Cemetery Boys by Aiden Thomas
Yadriel is a trans boy, and a brujo, son of the leader of the East LA brujx. Brujas have magical powers allowing them to heal and comfort, while brujos use their magic to help spirits pass into the afterlife. When Yadriel uses his magic to prove himself, both as a brujo and a boy, he accidentally summons Julian, a cute, local bad boy -- who happens to have been recently murdered. As they work to find Julian’s killer -- and check things off from his bucket list along the way -- the two boys fall in love. This is a gripping who-done-it, combined with a sweet love story, lots of magic, and the complicated beauty of being part of a vibrant traditional culture as a queer person.
You Had Me at Hola by Alexis Daria
Looking for something light and fun? This is romance on the set of telenovela -- what more could you ask for? When soap opera star Jasmine is very publicly dumped by her rock-star boyfriend, she turns to her cousins for support, and together they create a list of rules for leading ladies to help Jasmine get her life back on track. Enter her new co-star Ashton Suárez, who really needs this show to go well. But when rehearsing turns into something a little steamier, Jasmine’s media spotlight threatens to expose Ashton’s closely guarded secret. This is full of all the show-biz drama you could hope for, plus a cast of charming, hilarious characters you’ll love getting to know! Definitely pick this one up to cast off the 2020 blues.
Fiebre Tropical by Juli Delgado Lopera
Fifteen-year-old Francisca is struggling enough with her finite life to buy into an evangelical congregation’s obsession with an eternal one. Immigrating to Miami from Colombia has given her enough to think about without being caught up in her mother’s religious fervor. But when the pastor’s daughter Carmen makes a project out of Francisca, she realizes that her feelings for Carmen aren’t entirely platonic. Francisca is hilarious, stubborn, and lonely, and this book reads as if she were talking to a close friend. It is funny and tragic, exploring the pitfalls of the American dream and coming of age.
Everything Inside by Edwidge Danticat
This is Haitian literary master Danticat’s newest collection, and to describe it I’m just going to pull directly from bookseller Kitri’s staff pick: “The epigraph of Edwidge Danticat's new story collection generously claims that everyone experiences diaspora, as we are exiled from our mother's body as soon as we are born. What follows are stories that strive to prove its universality with equal attention to tenderness and brutality. In this collection that lingers on family and death, she has tapped directly into the core of human experience. This book will make you cry, probably in public, so prepare accordingly.”

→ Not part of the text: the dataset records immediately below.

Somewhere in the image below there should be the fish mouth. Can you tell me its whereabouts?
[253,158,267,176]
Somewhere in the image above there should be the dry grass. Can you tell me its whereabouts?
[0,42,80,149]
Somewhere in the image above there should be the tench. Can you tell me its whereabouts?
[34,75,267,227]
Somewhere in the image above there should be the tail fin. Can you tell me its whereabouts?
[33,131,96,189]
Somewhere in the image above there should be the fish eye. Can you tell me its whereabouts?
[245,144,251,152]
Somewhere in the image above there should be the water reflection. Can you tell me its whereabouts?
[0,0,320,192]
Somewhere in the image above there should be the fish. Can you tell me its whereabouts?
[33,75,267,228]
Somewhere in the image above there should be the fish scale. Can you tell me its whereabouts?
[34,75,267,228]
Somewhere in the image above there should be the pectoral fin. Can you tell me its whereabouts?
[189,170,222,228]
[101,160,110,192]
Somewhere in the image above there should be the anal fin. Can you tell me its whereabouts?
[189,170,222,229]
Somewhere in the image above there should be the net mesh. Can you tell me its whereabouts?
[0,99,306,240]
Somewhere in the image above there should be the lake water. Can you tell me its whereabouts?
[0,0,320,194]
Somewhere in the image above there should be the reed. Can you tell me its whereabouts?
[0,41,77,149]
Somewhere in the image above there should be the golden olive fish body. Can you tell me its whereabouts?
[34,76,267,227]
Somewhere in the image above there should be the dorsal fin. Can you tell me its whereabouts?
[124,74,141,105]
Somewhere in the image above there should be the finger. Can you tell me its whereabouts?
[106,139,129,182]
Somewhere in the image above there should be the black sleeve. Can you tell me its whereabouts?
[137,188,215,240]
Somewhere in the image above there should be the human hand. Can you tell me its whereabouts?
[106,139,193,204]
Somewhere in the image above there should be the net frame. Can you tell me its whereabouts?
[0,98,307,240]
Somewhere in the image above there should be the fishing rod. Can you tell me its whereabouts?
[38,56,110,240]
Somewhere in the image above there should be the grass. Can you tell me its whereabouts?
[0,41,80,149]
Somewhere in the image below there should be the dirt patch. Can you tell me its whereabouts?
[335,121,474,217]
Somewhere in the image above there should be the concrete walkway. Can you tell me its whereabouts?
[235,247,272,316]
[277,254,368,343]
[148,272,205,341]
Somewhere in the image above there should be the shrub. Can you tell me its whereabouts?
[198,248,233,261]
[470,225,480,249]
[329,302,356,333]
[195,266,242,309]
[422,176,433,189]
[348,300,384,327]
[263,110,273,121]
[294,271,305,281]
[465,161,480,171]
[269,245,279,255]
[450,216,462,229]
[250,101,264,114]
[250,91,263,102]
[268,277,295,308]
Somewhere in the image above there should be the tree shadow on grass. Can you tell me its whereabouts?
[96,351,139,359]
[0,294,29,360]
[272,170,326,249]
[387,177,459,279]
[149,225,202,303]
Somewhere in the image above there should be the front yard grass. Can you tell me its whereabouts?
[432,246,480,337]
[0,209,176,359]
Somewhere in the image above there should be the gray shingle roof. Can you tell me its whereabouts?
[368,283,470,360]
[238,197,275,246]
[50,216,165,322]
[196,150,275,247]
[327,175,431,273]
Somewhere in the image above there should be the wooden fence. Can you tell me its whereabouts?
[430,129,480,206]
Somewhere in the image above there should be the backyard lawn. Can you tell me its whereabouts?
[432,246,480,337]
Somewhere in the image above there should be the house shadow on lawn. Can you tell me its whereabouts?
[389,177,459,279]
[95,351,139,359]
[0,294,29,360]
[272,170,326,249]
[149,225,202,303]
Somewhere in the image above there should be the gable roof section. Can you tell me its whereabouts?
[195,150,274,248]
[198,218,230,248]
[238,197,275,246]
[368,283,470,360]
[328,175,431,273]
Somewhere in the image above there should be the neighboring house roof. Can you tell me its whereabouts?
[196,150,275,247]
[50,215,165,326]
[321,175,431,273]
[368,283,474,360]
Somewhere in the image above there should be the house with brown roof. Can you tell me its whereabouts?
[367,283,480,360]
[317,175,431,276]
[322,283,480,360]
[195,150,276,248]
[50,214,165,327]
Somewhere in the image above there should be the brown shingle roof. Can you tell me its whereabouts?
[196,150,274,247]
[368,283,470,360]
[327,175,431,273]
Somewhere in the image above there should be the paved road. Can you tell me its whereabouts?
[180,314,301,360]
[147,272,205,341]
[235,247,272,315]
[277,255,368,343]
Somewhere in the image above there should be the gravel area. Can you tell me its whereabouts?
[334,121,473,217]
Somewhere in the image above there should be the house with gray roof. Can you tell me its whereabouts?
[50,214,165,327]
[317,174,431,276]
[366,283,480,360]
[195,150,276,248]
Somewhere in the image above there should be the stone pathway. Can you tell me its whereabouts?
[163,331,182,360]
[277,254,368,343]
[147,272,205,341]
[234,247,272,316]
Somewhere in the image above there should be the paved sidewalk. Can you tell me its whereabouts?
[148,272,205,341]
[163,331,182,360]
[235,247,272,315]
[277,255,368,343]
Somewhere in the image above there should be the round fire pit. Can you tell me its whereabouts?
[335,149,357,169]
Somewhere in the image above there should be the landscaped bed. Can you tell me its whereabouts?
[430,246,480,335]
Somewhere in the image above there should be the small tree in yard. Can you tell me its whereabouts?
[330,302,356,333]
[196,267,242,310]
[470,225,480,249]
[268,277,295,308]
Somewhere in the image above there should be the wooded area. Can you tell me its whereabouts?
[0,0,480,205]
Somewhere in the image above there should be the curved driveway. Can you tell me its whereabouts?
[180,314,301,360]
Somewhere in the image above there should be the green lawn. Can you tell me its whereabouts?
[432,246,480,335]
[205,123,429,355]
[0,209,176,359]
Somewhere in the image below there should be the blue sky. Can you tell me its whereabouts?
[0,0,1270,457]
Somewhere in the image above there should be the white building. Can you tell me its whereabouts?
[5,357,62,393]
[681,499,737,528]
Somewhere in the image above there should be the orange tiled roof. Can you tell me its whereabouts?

In the Dream House by Carmen Maria Machado
This was one of my favorite books of last year, and I haven’t talked about it in a few minutes, so I’m throwing it on this list. This is a memoir about the author's abusive relationship with an ex-girlfriend. Each chapter of her story is written around a different literary trope or genre -- for example, a haunted house, a nursery rhyme, a stoner comedy. The result is kaleidoscopic, riveting, and wrenching, and I can’t recommend it enough.